Un homme occupé qui a ses priorités à la bonne place, Louis-Jean. Parler de David Marin et de cet album qu’ils ont beaucoup fait ensemble, d’accord, mais après la période initiale du match Canadien-Calgary de jeudi. Le Canadien perd, on peut y aller.

Deuxième album, autre approche…

Au contraire du premier disque où c’était comme toujours pour un premier disque des chansons qu’on a trimballées, David est arrivé avec des chantiers ouverts. Tout était possible. Ç’a été un laboratoire.

Peut-on parler d’un deuxième album quitte ou double ? Celui où ça se décide ?

Je suis un professionnel du pétage de bulle. Du dégonflage de pression. Je disais tout le temps à David : garde tout le temps en optique que tu vas en faire un autre après, pense au prochain album, ça va t’empêcher de paniquer. En même temps, tout le monde autour de lui, moi y compris, on trouvait qu’il avait de grosses chansons dont le Québec a besoin. Il y a eu consensus non dit : c’est le temps de l’aider à faire son grand album, sinon il va poireauter des années encore et on ne peut pas se permettre de perdre de vue un auteur-compositeur-interprète de sa valeur.

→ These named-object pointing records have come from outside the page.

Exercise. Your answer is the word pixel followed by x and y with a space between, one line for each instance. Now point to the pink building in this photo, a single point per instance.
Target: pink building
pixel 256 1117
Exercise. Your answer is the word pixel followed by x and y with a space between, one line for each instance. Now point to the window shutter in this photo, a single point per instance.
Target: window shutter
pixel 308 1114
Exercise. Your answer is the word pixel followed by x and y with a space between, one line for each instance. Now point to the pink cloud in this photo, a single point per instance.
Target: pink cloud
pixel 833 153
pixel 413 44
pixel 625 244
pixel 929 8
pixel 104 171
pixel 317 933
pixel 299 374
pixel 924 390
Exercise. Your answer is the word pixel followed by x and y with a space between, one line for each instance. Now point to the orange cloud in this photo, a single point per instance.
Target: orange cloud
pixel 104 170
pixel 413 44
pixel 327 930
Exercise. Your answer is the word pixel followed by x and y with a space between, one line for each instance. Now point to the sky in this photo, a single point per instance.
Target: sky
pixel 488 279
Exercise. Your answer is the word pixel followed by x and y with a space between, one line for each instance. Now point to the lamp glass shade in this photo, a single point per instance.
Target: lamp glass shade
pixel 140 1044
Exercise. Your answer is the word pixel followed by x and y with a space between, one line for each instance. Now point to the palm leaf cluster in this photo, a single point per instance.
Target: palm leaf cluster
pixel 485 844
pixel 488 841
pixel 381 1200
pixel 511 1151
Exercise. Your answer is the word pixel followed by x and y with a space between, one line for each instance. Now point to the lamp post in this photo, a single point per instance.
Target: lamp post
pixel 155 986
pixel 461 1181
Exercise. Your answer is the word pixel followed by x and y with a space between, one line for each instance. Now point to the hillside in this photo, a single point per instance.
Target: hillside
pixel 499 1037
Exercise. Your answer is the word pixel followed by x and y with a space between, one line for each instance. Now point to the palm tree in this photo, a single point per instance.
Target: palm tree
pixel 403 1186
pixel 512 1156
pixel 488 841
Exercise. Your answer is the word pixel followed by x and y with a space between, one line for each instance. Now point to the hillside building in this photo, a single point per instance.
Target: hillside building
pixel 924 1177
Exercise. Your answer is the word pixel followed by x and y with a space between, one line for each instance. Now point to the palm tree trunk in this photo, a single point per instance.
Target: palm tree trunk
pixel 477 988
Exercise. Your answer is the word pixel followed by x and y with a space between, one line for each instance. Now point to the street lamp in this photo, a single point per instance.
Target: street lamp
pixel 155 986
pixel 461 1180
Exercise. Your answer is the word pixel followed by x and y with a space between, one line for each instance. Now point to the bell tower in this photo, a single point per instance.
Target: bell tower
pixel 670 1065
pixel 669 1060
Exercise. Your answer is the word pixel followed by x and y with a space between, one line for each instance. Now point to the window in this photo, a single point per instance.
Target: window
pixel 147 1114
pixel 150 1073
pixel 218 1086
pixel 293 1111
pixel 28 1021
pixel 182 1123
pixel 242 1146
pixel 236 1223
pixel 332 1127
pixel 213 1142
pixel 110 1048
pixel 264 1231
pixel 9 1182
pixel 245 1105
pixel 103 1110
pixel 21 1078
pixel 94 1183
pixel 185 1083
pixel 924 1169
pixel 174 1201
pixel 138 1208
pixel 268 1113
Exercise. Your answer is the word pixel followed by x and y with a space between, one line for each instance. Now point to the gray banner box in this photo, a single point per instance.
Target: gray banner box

D’où l’idée pour chacun de ne pas se gêner : les signatures musicales de Pierre Fortin et Louis-Jean Cormier sont très marquées, c’est l’album de trois libertés conjuguées.

C’était la volonté de David. Venez m’aider, mais j’ai besoin que vous gardiez chacun toute votre latitude. Ç’a créé un bel esprit, une ouverture, on y a été à fond. Par moments, chacun travaillait comme si c’était pour son disque à lui, et après, on s’arrangeait pour que ça rentre dans sa boîte, que ça reste du David Marin.